The latest to enter this game is none other than Google, which plans to layout its plans in a speech from Larry Page. Google Video will let users download CBS and NBA programming for a fee. The service is also expected to allow content owners to decide how they want to distribute their video, either as a pay-to-own, pay-to-rent or free.

Google jumps in to a field with pay-per-view video deals already in place online, such as ABC and NBC arrangements with Apple to offer some of their programming on iTunes for $1.99 a download. NBC and Fox both offer programs on demand through DirecTV for 99 cents and CBS has a similar on-demand deal with Comcast. Most recently, DirecTV announced it would offer up shows from the popular FX Network on demand before they’re scheduled to air on the network for $2.99.

Yahoo also will unveil at CES today its plans for Yahoo Go TV and Yahoo Go Mobile, which will allow access to its portal from those other screens.

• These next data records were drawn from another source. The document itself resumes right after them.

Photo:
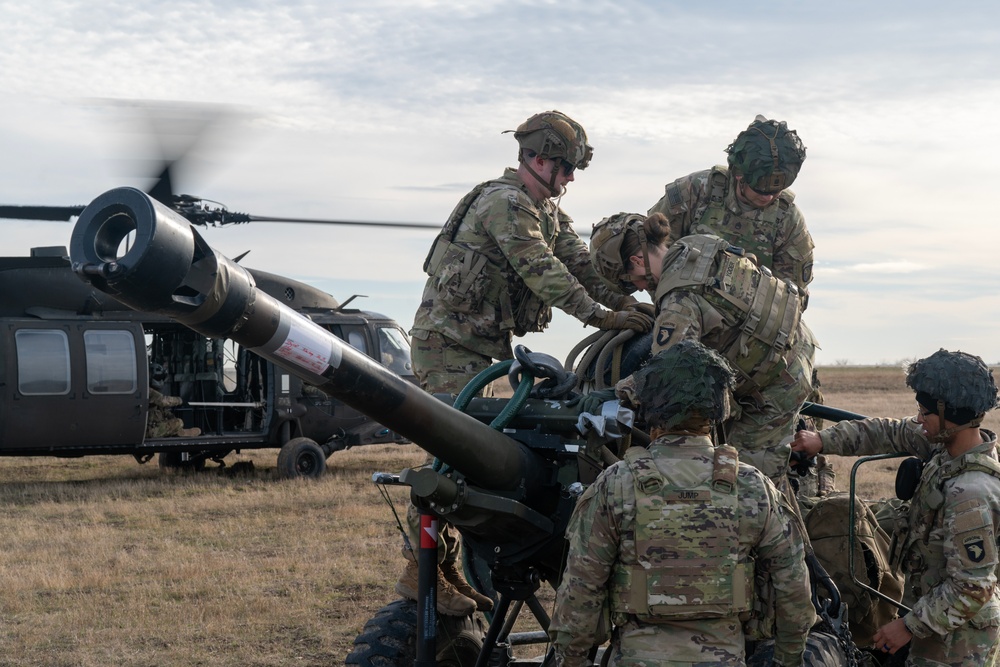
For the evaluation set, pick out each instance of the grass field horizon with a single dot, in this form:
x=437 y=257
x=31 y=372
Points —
x=111 y=563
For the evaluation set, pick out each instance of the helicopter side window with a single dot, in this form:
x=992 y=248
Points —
x=110 y=362
x=42 y=361
x=394 y=350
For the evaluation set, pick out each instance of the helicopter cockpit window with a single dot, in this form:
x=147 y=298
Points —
x=110 y=362
x=395 y=351
x=42 y=361
x=357 y=341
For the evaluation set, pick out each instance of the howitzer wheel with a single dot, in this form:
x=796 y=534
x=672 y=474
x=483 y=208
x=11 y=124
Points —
x=389 y=640
x=823 y=649
x=301 y=457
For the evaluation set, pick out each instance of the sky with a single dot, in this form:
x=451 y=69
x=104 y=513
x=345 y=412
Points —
x=392 y=110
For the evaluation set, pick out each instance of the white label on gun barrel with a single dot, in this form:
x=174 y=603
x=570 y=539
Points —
x=306 y=345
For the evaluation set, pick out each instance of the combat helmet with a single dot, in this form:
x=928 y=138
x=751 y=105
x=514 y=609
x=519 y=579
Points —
x=684 y=383
x=767 y=155
x=555 y=136
x=606 y=247
x=957 y=386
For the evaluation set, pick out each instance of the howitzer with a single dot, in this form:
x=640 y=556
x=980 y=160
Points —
x=510 y=493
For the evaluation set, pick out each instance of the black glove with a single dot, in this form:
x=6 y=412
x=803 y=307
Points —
x=622 y=319
x=592 y=402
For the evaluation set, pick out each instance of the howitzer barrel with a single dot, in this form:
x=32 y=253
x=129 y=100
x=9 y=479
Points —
x=169 y=269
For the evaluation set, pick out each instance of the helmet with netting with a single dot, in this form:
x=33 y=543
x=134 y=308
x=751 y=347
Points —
x=682 y=383
x=606 y=247
x=961 y=382
x=767 y=155
x=553 y=134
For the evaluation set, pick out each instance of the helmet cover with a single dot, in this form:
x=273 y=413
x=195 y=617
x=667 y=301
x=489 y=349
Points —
x=606 y=247
x=553 y=134
x=963 y=382
x=684 y=381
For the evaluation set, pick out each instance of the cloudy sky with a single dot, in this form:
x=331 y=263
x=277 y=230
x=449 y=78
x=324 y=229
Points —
x=392 y=110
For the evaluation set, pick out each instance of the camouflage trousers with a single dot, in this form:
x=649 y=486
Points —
x=964 y=646
x=442 y=366
x=764 y=429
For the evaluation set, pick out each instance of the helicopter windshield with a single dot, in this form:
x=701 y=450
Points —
x=394 y=350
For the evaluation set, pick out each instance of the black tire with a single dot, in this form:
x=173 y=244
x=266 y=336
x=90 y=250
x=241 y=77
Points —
x=301 y=457
x=822 y=650
x=389 y=640
x=174 y=462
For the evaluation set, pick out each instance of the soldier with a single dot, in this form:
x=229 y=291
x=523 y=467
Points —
x=506 y=256
x=949 y=548
x=671 y=539
x=748 y=204
x=707 y=290
x=160 y=420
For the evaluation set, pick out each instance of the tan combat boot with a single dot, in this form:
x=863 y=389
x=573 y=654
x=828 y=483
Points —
x=449 y=601
x=450 y=570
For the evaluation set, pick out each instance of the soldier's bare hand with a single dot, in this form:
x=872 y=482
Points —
x=642 y=307
x=808 y=442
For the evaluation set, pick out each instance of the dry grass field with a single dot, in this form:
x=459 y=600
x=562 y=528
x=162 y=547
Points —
x=106 y=562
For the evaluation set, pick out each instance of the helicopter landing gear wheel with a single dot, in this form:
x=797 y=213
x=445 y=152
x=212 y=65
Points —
x=389 y=640
x=301 y=457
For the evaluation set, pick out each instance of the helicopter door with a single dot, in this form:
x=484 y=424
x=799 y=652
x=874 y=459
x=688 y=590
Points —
x=72 y=384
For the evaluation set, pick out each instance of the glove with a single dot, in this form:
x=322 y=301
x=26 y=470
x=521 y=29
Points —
x=592 y=402
x=622 y=319
x=644 y=308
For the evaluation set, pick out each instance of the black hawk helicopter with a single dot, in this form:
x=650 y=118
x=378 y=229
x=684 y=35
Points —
x=78 y=369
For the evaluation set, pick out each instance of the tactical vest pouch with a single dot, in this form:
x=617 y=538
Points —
x=446 y=236
x=767 y=309
x=683 y=572
x=907 y=477
x=462 y=281
x=530 y=312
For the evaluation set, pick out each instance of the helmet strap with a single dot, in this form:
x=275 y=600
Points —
x=551 y=184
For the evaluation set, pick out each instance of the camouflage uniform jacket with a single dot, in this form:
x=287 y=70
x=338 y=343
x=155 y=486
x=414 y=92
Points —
x=602 y=536
x=950 y=551
x=764 y=424
x=532 y=255
x=777 y=235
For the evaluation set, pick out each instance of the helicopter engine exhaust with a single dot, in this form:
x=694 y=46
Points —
x=169 y=269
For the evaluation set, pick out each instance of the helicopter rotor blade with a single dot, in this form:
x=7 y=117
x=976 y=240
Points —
x=359 y=223
x=53 y=213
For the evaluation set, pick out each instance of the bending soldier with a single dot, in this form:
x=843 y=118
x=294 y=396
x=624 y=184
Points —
x=747 y=203
x=506 y=256
x=704 y=289
x=671 y=538
x=949 y=550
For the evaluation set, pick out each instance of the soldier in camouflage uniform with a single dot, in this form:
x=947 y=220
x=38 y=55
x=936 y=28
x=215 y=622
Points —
x=506 y=256
x=707 y=290
x=748 y=204
x=948 y=549
x=670 y=540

Movie studios are also making sure they are prepared to deliver their fare wherever we decide to watch movies. Cable companies and major film studios are discussing ways to release movies through video-on-demand the same day they are available on DVD. Liberty Media cable network Starz will have its own Internet movie download service, Vongo, backed by partnerships with Microsoft and Sony, which will allow consumers to download feature films to PCs and portable media devices for a monthly fee. Akimbo has struck a deal with Hollywood studios to distribute movies over the Internet, saying its TV-top box will be manufactured by Thomson and sold under the RCA brand beginning in April.

Manufacturers are also making sure they’re ready for audio, as the other flurry of activity was about how consumers listen to music or podcasts or satellite radio. Motorola introduced iRadio, a subscription service with 435 channels of music, talk and other programming. Subscribers pay $7 to $10 per month to download up to 18 hours of content from the Web to a mobile handset. The content can be played on the handset, home stereo system or via Bluetooth technology in a car.